We've also begun to implement a routing service that gives applications and addons imperative control over the router. This is exciting because, previously, routing-related features like the built-in {{link-to}} helper relied on private API. With the routing service, developers will have the tools to build their own {{link-to}} helper if they wish.

Long term, our goal is to break Ember apart into a series of small modules. Each piece of Ember should be an npm package that you can remove if you don't need it.

(Unlike most small modules approaches, of course, things will "just work" together if you do need them.
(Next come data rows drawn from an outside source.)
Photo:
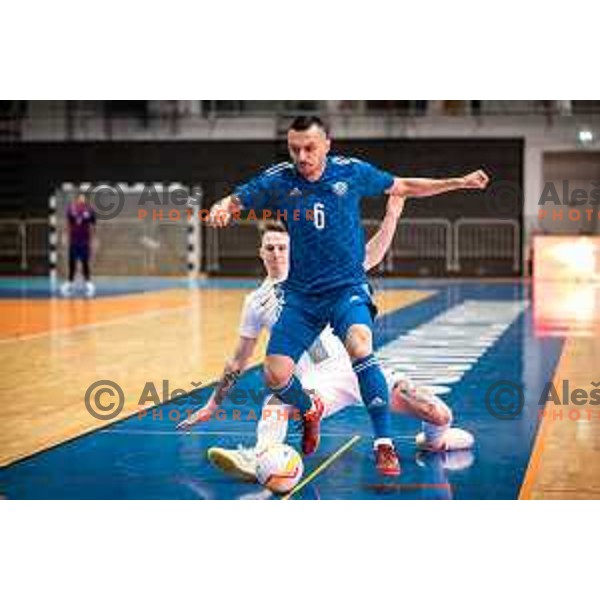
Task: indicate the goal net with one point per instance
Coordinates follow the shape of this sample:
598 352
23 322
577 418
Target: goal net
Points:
141 229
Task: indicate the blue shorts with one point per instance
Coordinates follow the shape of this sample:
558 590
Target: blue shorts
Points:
79 252
304 316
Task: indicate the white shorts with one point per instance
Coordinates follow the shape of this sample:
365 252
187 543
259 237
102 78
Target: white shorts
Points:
337 385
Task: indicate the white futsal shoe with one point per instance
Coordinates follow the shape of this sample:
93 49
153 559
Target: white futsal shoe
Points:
240 463
459 460
452 439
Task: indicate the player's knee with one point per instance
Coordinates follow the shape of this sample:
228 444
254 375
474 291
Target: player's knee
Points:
278 372
359 341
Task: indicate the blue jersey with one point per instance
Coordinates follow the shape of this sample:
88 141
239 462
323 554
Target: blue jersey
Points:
327 245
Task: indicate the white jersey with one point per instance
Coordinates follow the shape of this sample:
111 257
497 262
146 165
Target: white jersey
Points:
262 308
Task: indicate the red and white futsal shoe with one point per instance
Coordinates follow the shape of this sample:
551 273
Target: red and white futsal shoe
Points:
311 425
386 459
452 439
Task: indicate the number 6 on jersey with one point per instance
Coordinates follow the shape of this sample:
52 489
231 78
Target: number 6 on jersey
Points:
319 215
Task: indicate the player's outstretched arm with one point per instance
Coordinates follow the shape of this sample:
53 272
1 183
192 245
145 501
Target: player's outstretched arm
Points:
381 241
222 211
231 373
420 188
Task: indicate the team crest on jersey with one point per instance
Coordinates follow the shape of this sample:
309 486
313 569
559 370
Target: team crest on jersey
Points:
340 188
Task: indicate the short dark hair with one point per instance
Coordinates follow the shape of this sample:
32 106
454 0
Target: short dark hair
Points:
305 122
272 226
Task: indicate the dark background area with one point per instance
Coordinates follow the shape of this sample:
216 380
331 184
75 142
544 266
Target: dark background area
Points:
31 171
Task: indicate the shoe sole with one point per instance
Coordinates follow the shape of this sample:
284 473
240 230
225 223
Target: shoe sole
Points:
227 464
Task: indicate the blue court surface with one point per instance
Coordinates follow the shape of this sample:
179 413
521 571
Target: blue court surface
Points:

We remain strongly opposed to forcing integration work onto application developers.)

It should also work in reverse: if you start with Glimmer and realize you actually do need a router, services, a data layer, etc., you should be able to incrementally npm install your way to Ember.

Diagram showing a spectrum from less complext to more complex. On the left side is Glimmer logo for less complex applications. On the right side is Ember, for ambitious applications. In the middle is a sequence of npm install commands that show how you can move incrementally up the scale, one package at a time: npm install @ember/router, npm install @ember/service, and npm install @ember data.

This is the future we've always dreamed of for Ember: a complete, cohesive front-end stack for those who want it, with the ability to quickly pare it down if the need arises.

We're not there quite yet, but it's an exciting goal to build toward and I think we've shown tangible progress already with Glimmer. I hope you are as excited about Ember and Glimmer as we are, and we can't wait to see all of the cool stuff you build with them!